The paper tackles the problem of limited generalizability of fault delineation models across diverse seismic data due to domain shifts, inconsistent evaluation, and training issues, finding that fine-tuning can cause catastrophic forgetting, larger models like Segformer are more robust, and domain adaptation outperforms fine-tuning for large shifts but underperforms for similar domains.

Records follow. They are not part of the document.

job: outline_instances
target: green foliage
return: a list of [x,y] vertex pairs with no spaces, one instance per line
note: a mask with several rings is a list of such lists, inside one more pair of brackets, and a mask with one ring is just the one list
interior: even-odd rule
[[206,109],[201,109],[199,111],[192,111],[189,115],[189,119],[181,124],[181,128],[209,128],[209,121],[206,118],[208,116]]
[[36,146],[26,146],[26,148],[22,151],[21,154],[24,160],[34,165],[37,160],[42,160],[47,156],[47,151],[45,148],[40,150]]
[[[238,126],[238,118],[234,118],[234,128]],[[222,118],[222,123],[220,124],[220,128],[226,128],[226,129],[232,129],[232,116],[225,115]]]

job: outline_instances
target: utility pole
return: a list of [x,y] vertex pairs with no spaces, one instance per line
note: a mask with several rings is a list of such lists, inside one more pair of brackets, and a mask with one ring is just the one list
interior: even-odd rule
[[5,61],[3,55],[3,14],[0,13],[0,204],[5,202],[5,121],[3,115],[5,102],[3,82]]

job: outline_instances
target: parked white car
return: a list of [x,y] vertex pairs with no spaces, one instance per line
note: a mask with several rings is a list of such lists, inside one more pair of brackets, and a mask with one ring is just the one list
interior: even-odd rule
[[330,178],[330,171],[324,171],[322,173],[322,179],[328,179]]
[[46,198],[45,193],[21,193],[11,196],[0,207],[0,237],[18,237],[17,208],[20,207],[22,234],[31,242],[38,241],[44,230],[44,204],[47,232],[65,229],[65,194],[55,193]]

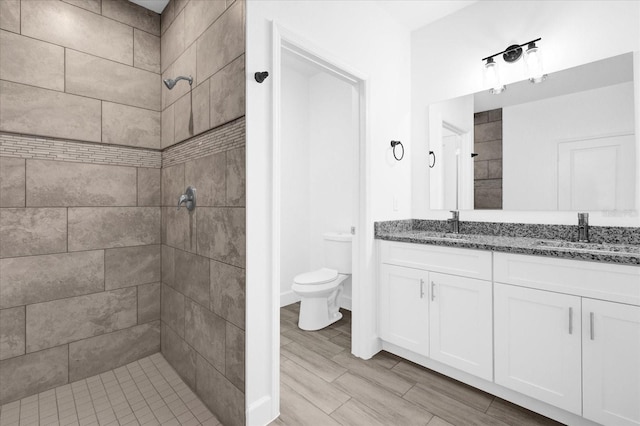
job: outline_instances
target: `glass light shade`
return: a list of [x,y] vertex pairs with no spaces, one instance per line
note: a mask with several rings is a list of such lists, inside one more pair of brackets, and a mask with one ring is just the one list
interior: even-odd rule
[[527,64],[527,74],[529,75],[529,81],[532,83],[542,83],[547,75],[542,68],[542,58],[540,57],[540,51],[534,43],[529,45],[527,52],[524,56],[525,63]]

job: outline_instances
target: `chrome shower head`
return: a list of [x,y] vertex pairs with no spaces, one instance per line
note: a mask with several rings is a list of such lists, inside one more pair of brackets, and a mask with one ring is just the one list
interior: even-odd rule
[[176,77],[175,79],[173,78],[166,78],[164,80],[162,80],[164,82],[164,85],[167,86],[167,89],[171,90],[173,89],[173,86],[176,85],[176,83],[179,80],[187,80],[189,82],[189,86],[191,86],[191,84],[193,83],[193,78],[191,76],[189,77],[185,77],[183,75]]

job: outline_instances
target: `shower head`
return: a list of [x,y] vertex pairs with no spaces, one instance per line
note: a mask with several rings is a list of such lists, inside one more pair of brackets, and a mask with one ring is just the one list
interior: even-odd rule
[[173,78],[166,78],[164,80],[162,80],[164,82],[164,85],[167,86],[167,89],[171,90],[173,89],[173,86],[176,85],[176,83],[179,80],[187,80],[189,82],[189,86],[191,86],[191,84],[193,83],[193,78],[191,76],[189,77],[185,77],[183,75],[176,77],[175,79]]

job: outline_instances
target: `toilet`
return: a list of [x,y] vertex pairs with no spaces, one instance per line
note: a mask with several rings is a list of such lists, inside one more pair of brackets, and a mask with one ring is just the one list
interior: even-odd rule
[[324,238],[324,267],[296,275],[291,289],[300,296],[298,327],[313,331],[342,318],[340,295],[351,278],[351,239],[348,233],[328,232]]

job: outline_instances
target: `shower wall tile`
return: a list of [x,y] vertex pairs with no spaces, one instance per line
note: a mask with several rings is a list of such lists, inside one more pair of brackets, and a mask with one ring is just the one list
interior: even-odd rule
[[160,283],[138,286],[138,324],[160,319]]
[[178,13],[160,40],[161,69],[164,72],[184,52],[184,11]]
[[224,374],[225,320],[189,299],[185,308],[186,342]]
[[200,83],[244,53],[244,2],[229,7],[196,44]]
[[244,425],[244,393],[199,355],[196,359],[196,393],[222,424]]
[[196,351],[162,322],[162,355],[191,387],[196,387]]
[[162,322],[184,337],[184,296],[163,284],[161,301]]
[[160,36],[160,15],[127,0],[103,0],[102,15]]
[[245,265],[245,210],[200,207],[198,254],[235,266]]
[[64,91],[64,48],[0,31],[0,79]]
[[105,251],[105,289],[160,281],[160,245],[124,247]]
[[0,361],[24,355],[24,306],[0,310]]
[[27,353],[137,324],[136,288],[27,306]]
[[244,115],[244,55],[211,77],[209,85],[211,127],[217,127]]
[[100,108],[96,99],[0,81],[3,131],[100,142]]
[[27,160],[28,207],[135,206],[135,187],[134,167]]
[[0,404],[68,383],[68,356],[64,345],[0,361]]
[[160,149],[160,112],[102,102],[102,142]]
[[0,308],[103,290],[103,250],[0,260]]
[[24,207],[25,160],[0,157],[0,207]]
[[68,93],[160,111],[160,76],[67,49]]
[[[191,45],[226,9],[223,1],[190,1],[185,8],[185,46]],[[178,6],[179,8],[179,6]]]
[[129,364],[160,350],[160,321],[69,344],[69,381]]
[[102,0],[62,0],[65,3],[87,9],[93,13],[100,14],[102,8]]
[[244,330],[226,323],[224,375],[235,387],[244,392]]
[[160,169],[138,169],[138,206],[160,206]]
[[173,288],[201,305],[209,307],[209,259],[176,250],[174,268]]
[[149,244],[160,244],[158,207],[69,208],[69,251]]
[[244,330],[245,271],[226,263],[211,261],[211,310]]
[[0,209],[0,258],[65,251],[66,209]]
[[209,155],[185,163],[185,181],[195,186],[198,206],[225,205],[226,153]]
[[133,66],[160,74],[160,37],[133,30]]
[[227,206],[245,205],[245,149],[227,151],[225,181],[227,184]]
[[22,35],[133,65],[133,28],[67,3],[22,2],[21,31]]
[[20,0],[0,1],[0,28],[20,32]]

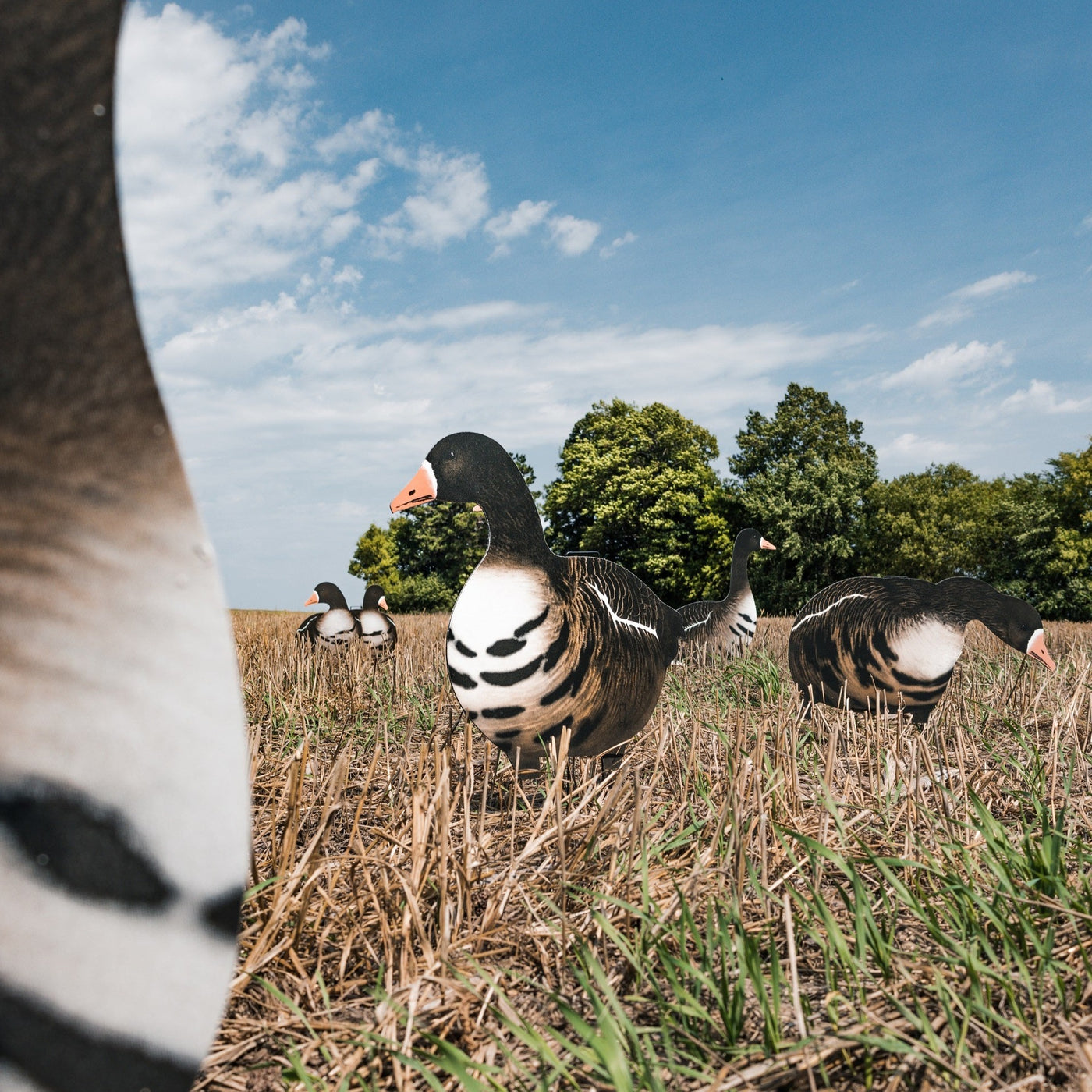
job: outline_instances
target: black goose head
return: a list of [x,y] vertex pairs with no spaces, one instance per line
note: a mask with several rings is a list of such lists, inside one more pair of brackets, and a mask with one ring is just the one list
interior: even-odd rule
[[404,512],[430,500],[480,505],[489,522],[488,553],[494,557],[543,565],[554,558],[519,466],[488,436],[452,432],[434,444],[420,470],[391,501],[391,511]]
[[381,584],[368,584],[364,593],[364,603],[360,604],[361,610],[375,610],[375,609],[387,610],[387,596],[383,594],[383,589]]
[[[380,593],[381,594],[381,593]],[[324,603],[331,610],[347,610],[348,604],[341,589],[336,584],[331,584],[329,580],[323,580],[321,584],[314,585],[311,597],[304,604],[309,607],[314,603]]]
[[971,578],[956,577],[941,581],[940,586],[960,597],[973,597],[976,602],[972,617],[977,618],[1010,648],[1046,664],[1052,672],[1055,670],[1056,665],[1046,651],[1046,641],[1043,639],[1043,619],[1030,603],[1006,595],[985,581]]
[[736,544],[732,548],[732,554],[756,554],[760,549],[776,549],[778,547],[771,542],[767,542],[762,537],[760,531],[756,531],[753,527],[744,527],[743,531],[736,535]]
[[452,432],[432,446],[420,470],[391,501],[392,512],[404,512],[430,500],[475,501],[490,507],[531,499],[520,468],[496,441],[480,432]]

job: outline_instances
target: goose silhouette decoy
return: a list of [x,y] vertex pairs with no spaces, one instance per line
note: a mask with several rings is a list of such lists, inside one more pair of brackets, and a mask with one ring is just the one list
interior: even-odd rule
[[360,636],[360,624],[349,610],[342,590],[329,580],[314,585],[305,607],[324,603],[330,609],[308,615],[296,629],[296,637],[321,649],[342,649]]
[[747,579],[747,561],[760,549],[776,549],[753,527],[745,527],[736,535],[732,547],[732,573],[728,594],[723,600],[702,600],[679,607],[685,629],[684,651],[708,651],[727,656],[738,656],[755,640],[758,612],[755,596]]
[[880,712],[902,704],[924,724],[972,620],[1054,670],[1038,612],[972,577],[937,584],[855,577],[824,587],[800,609],[788,637],[788,666],[805,711],[812,698]]
[[682,619],[620,565],[551,553],[523,475],[487,436],[440,440],[391,511],[430,500],[476,501],[489,525],[448,630],[467,719],[521,769],[567,727],[570,755],[616,765],[652,714]]
[[186,1092],[250,808],[114,178],[117,0],[0,4],[0,1088]]
[[387,596],[379,584],[369,584],[359,610],[354,610],[360,627],[360,640],[372,649],[393,650],[399,639],[397,627],[387,614]]

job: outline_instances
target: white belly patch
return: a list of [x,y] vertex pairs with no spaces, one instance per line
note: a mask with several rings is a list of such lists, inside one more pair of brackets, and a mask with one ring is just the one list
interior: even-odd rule
[[947,675],[963,651],[963,632],[943,622],[927,620],[907,626],[891,641],[894,666],[923,682]]
[[547,606],[544,579],[500,567],[475,570],[455,603],[448,673],[487,734],[522,726],[524,711],[539,715],[549,686],[543,661],[558,627]]

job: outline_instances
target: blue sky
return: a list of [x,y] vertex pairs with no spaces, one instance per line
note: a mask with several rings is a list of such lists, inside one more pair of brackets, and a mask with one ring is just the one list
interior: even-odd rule
[[[729,453],[811,383],[885,475],[1092,432],[1092,8],[130,3],[122,217],[234,606],[440,436],[596,399]],[[724,465],[721,466],[724,470]]]

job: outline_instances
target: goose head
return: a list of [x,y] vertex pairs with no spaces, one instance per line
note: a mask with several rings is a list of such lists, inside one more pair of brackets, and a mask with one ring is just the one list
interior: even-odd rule
[[368,584],[364,593],[364,603],[360,604],[360,609],[375,610],[377,607],[380,610],[390,610],[382,586],[380,584]]
[[520,468],[496,441],[480,432],[452,432],[432,446],[420,470],[391,501],[392,512],[404,512],[431,500],[490,507],[531,498]]
[[336,584],[331,584],[329,580],[323,580],[321,584],[314,585],[311,597],[304,604],[305,607],[316,603],[324,603],[331,610],[347,610],[348,604],[341,589]]

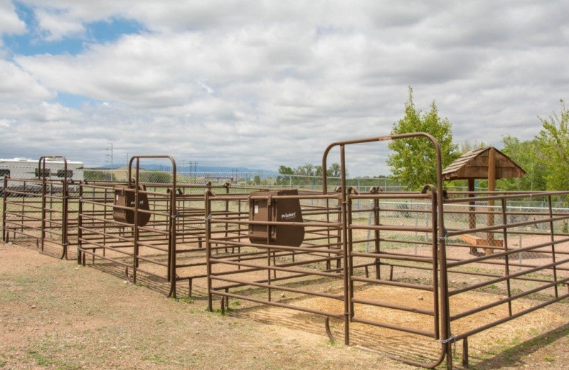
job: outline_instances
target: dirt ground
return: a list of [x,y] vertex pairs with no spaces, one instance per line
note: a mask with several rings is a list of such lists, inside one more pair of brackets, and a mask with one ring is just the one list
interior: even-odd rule
[[[206,305],[203,295],[166,298],[95,266],[0,243],[0,369],[416,369],[331,342],[323,325],[303,327],[289,311],[222,316]],[[568,306],[474,336],[470,368],[569,369]]]

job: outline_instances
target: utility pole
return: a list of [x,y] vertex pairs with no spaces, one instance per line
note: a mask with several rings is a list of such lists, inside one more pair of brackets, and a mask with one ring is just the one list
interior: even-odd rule
[[[107,154],[107,158],[110,158],[110,162],[111,162],[110,174],[111,174],[111,181],[112,181],[112,179],[112,179],[113,178],[113,176],[112,176],[112,174],[112,174],[112,157],[113,157],[112,143],[112,142],[109,143],[109,144],[110,145],[110,147],[107,147],[105,148],[105,150],[106,150],[107,152],[110,152],[110,154],[109,154],[109,153]],[[107,163],[108,163],[109,160],[107,159],[106,162],[107,162]]]

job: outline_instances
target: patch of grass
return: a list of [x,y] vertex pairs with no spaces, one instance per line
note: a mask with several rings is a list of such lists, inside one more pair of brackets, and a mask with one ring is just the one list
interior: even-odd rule
[[153,362],[156,365],[164,365],[168,364],[168,360],[159,354],[152,354],[143,356],[140,359]]
[[51,359],[46,357],[43,354],[39,353],[33,349],[28,349],[28,354],[29,354],[34,360],[36,364],[40,366],[50,366],[54,364]]

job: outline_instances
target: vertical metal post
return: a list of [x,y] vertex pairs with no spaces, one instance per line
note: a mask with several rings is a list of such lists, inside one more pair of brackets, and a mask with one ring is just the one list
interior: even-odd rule
[[[549,208],[549,233],[551,238],[551,241],[555,241],[555,231],[553,230],[553,209],[551,206],[551,196],[549,195],[547,197],[548,200],[548,206]],[[551,243],[551,260],[553,263],[553,281],[557,282],[557,265],[555,265],[555,245],[553,243]],[[554,289],[555,292],[555,298],[559,297],[559,291],[557,287],[557,284],[554,285]]]

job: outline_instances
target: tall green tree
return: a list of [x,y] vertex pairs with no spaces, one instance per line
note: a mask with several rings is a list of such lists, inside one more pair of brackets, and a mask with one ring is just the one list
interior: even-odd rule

Machine learning has taken a critical role in seismic interpretation workflows, especially in fault delineation tasks. However, despite the recent proliferation of pretrained models and synthetic datasets, the field still lacks a systematic understanding of the generalizability limits of these models across seismic data representing diverse geologic, acquisition and processing settings. Distributional shifts between data sources, limitations in fine-tuning strategies and labeled data accessibility, and inconsistent evaluation protocols all remain major roadblocks to deploying reliable models in real-world exploration. In this paper, we present the first large-scale benchmarking study explicitly designed to provide guidelines for domain shift strategies in seismic interpretation. Our benchmark spans over 200 combinations of model architectures, datasets and training strategies, across three datasets (synthetic and real) including FaultSeg3D, CRACKS, and Thebe. We systematically assess pretraining, fine-tuning, and joint training under varying domain shifts. Our analysis shows that common fine-tuning practices can lead to catastrophic forgetting, especially when source and target datasets are disjoint, and that larger models such as Segformer are more robust than smaller architectures. We also find that domain adaptation methods outperform fine-tuning when shifts are large, yet underperform when domains are similar. Finally, we complement segmentation metrics with a novel analysis based on fault characteristic descriptors, revealing how models absorb structural biases from training datasets. Overall, we establish a robust experimental baseline that provides insights into tradeoffs in current fault delineation workflows and highlights directions for building more generalizable and interpretable models.